Newmont Partners Project C.U.R.E to Help Reduce Infant Mortality

The birth of a newborn baby fills families with joy and pride as it symbolizes continuity of a lineage. Unfortunately, some mothers do not return home with their bundles of joy due to complications during childbirth. Some even lose their lives in the process. 


Each year, the WHO commemorates the World Health Day on 7th April to shed light on access to quality health services.

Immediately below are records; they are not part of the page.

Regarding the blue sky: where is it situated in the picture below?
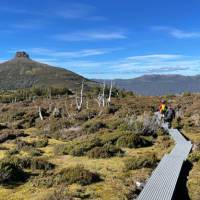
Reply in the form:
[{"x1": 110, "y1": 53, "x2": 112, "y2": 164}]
[{"x1": 0, "y1": 0, "x2": 200, "y2": 79}]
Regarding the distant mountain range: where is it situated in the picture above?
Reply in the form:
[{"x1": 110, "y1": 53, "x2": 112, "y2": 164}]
[
  {"x1": 95, "y1": 75, "x2": 200, "y2": 96},
  {"x1": 0, "y1": 52, "x2": 200, "y2": 96},
  {"x1": 0, "y1": 52, "x2": 92, "y2": 90}
]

This year’s World Health Day will be marked on the theme: ‘my health, my right.’ The aim is to work with partners around the world to increase access, education, and information to health services to all people everywhere.

Under a programme called “Helping Babies Breathe,” over 100 health professionals have been trained in Newmont’s Ahafo and Akyem mine’s host communities since 2015. The programme was suspended during the Covid-19 era but resumed this year with the training of midwives and a gynecologist from the Asutifi North District, Tano North Municipality of the Ahafo region as well as the Abirem Government Hospital, health centres and CHPS compounds in the Eastern region.  Training for 12 midwives in health facilities at Ahafo were completed in March while the Akyem mine training begins in April. 

The training programme involves capacity enhancement for the participants in key areas of childcare before, during, and after delivery, based on new research and recommendations from the WHO. 


Newmont’s partnership with Project C.U.R.E. dates back to 2006 with the provision of medical equipment and supplies to under-resourced health facilities in its host communities, while equipping medical staff with life-saving tools to improve diagnosis, treatment, and care. 

This year, Newmont, and Project C.U.R.E. plan to continue to support quality health care delivery in the company’s Ahafo and Akyem host communities through planned initiatives, including the provision of medical equipment to health facilities and community clinics.